Şerafettin GÜÇ
Karamanoğulları Tarihi Araştırmacısı Yazar
Sürgün olayını araştıran bir kişi olarak sürgün hadisesinin en kötü taraflarından biri de hiç şüphesiz sürgüne gönderilen kişinin menfasındaki yaşam şartları ve sürgün müddeti boyunca yaptığı işler hakkında yeterli bilgi veya belge sahibi olamamaktadır.
Maalesef bu yönde kayıtlar yok denecek kadar azdır. Sürgün cezası verilen kişi menfasına ulaştıktan sonra oranın kadısı barınmaları için kendilerine bir ev bulur. Gelen menfinin uygun bir yerde ikamet ettirilmesi kadıların görevleri arasındadır.
Sürgün cezasına çarptırılanlardan bazıları çoluk çocuğu ile sürülmektedir. Sürgünlerin suç islememesi ve firar etmemesi için kadılar gerekli tedbirleri alırlar. Bunun yanında kadı, sürgünün af veya başka bir yere nakliyle ilgili bir emir gelmedikçe onları asla serbest bırakmazdı. Çünkü hükümlerde kesin bir dille bu emredilmiştir.
Sürgünlerin af edilmesi ile ilgili toplu bir af belgesi yoktur. Sürgünler, gittikleri yerlerde tımar ve zeamet sistemine bağlanarak eski çevrelerinin zararlı etkilerinden koparılmış, devlet hizmetine yararlı hale getirilmeye çalışılmıştır. Ancak bazı kimselere sürgün cezasının tekrar tekrar uygulanması onların bulundukları ortamlara uyum sağlayamadığı anlamına gelse de işin aslında baksa birkaç yönünün olma ihtimali daha güçlüdür.
Bu yönlerden ilki kişinin aynı suçu mükerrer defa işlemesi, ikincisi ise menfinin ısrarla merkezden uzaklaştırılmak istenmesi olabilir.
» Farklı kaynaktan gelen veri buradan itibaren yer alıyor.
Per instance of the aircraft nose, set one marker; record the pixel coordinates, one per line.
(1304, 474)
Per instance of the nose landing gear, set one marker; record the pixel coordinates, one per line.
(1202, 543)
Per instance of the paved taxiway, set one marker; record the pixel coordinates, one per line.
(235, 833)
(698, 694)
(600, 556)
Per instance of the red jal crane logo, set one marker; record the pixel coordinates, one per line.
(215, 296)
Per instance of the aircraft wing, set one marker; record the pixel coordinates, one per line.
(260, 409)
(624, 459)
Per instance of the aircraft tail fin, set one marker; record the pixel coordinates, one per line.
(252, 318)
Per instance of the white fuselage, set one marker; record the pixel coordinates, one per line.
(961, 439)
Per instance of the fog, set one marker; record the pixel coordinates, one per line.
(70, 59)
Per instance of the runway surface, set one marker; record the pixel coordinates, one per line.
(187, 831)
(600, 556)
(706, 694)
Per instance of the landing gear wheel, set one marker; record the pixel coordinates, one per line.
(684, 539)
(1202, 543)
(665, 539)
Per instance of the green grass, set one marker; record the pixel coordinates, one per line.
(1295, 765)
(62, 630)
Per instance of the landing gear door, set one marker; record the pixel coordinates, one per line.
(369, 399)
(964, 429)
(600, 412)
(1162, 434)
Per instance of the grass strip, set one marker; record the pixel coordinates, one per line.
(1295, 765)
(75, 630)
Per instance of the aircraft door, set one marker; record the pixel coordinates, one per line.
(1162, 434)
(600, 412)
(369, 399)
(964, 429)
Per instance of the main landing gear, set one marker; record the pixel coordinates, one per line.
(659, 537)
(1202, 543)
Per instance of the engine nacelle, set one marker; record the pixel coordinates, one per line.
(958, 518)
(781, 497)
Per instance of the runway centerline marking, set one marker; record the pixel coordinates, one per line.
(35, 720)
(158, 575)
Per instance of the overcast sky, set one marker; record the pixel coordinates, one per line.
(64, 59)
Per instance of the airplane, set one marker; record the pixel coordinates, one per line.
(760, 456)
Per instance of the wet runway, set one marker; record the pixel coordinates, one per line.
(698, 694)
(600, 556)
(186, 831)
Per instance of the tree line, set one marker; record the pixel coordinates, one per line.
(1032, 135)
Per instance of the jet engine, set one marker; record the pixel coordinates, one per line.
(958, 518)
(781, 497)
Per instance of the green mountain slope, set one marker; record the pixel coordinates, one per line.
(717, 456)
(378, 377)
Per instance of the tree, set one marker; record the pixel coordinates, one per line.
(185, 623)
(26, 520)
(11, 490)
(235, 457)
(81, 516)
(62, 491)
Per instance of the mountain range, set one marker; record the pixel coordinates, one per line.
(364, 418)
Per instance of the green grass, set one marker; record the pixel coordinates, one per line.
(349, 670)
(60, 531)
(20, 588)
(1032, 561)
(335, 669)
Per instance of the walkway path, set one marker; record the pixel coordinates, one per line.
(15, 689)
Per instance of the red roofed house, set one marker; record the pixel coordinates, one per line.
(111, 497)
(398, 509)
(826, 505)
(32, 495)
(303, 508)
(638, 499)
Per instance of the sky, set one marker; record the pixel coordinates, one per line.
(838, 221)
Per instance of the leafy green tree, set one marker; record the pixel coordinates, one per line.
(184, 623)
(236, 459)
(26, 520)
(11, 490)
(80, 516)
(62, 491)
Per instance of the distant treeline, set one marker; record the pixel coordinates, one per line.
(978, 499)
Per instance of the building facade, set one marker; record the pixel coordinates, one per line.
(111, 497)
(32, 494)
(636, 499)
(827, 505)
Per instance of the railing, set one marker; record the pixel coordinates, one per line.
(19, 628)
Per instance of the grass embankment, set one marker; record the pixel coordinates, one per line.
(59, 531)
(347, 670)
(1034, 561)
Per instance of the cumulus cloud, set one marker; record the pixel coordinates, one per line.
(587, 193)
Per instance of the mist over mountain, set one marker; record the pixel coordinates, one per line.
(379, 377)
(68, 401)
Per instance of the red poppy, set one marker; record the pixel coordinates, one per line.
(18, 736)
Buna Namık Kemal iyi bir örnek teşkil eder. Israrla merkezden uzaklaştırılmak istendiği için Kıbrıs başta olmak üzere birçok adaya - sürgün veya görevli adı altında - sürgün olarak gönderilmiş hatta bu adaların birinde [Sakız] vefat etmiştir. Bununla birlikte sürgün olarak değil de bir yerde ikamete memur olanların gittikleri yerlerde bazı görevler üstlendikleri, hatta hayır ve vakıf hizmetleri yaptıkları hakkında bir kısım bilgiler vardır.
Osmanlı döneminde bir sürgünün menfilikten kurtulmasının üç yolu vardır bunlar; ya affedilecek, ya sürgün yeri değiştirilecek, ya ölecek veya öldürülecektir. Bir diğer dördüncü yolda birçok sürgünün zaman zaman müracaat ettiği kaçmaktır.
Fakat sürgün kişi menfi olarak bulunduğu yerden kaçtığında eğer yakalanırsa, sürgün müddeti iki katına çıkartılmaktadır. Yani bir yıl için sürgün edildiyse bu iki yıla artmaktadır. Kendisi de bir sürgün olan Ahmet Bedevi Kuran, sürgün hadisesini yaşayan insanlardan bazılarının, menfalarından döndükten sonra da zararlı alışkanlıklarına devam ettiklerine şahit olmuştur.
Siyasi cürümlerden mahkûm olup da kalelerde, mahbeslerde ve menfalarda bulunanlar da tahliye ve azad edilerek İstanbul’a dönmüşlerdi. Bu zümrelerde de menfaat düşkünleri çoktu. Çünkü politika ve mefkûre gibi şeylerle katiyen münasebetleri olmayanlardan da hapse veya nefiye mahkûm edilmişler vardı.
Bunun içindir ki; İttihad-ı Terakki, Tesebbüs-i Sahsi ve Âdem-i Merkeziyet cemiyetlerinin merkez küşadını müteakip hüviyetleri meçhul bazı mahpus ve menfa azatlıları tarafından bir de Fedakarân-ı Millet Cemiyeti kurulmuş, bu teşekkül Hukuk-u Umumiye Gazetesi’ni nesre başlamıştı.
Şu unutulmamalıdır ki, “Herkes biraz ya Karamanlıdır, ya da Karamanoğullarındandır.”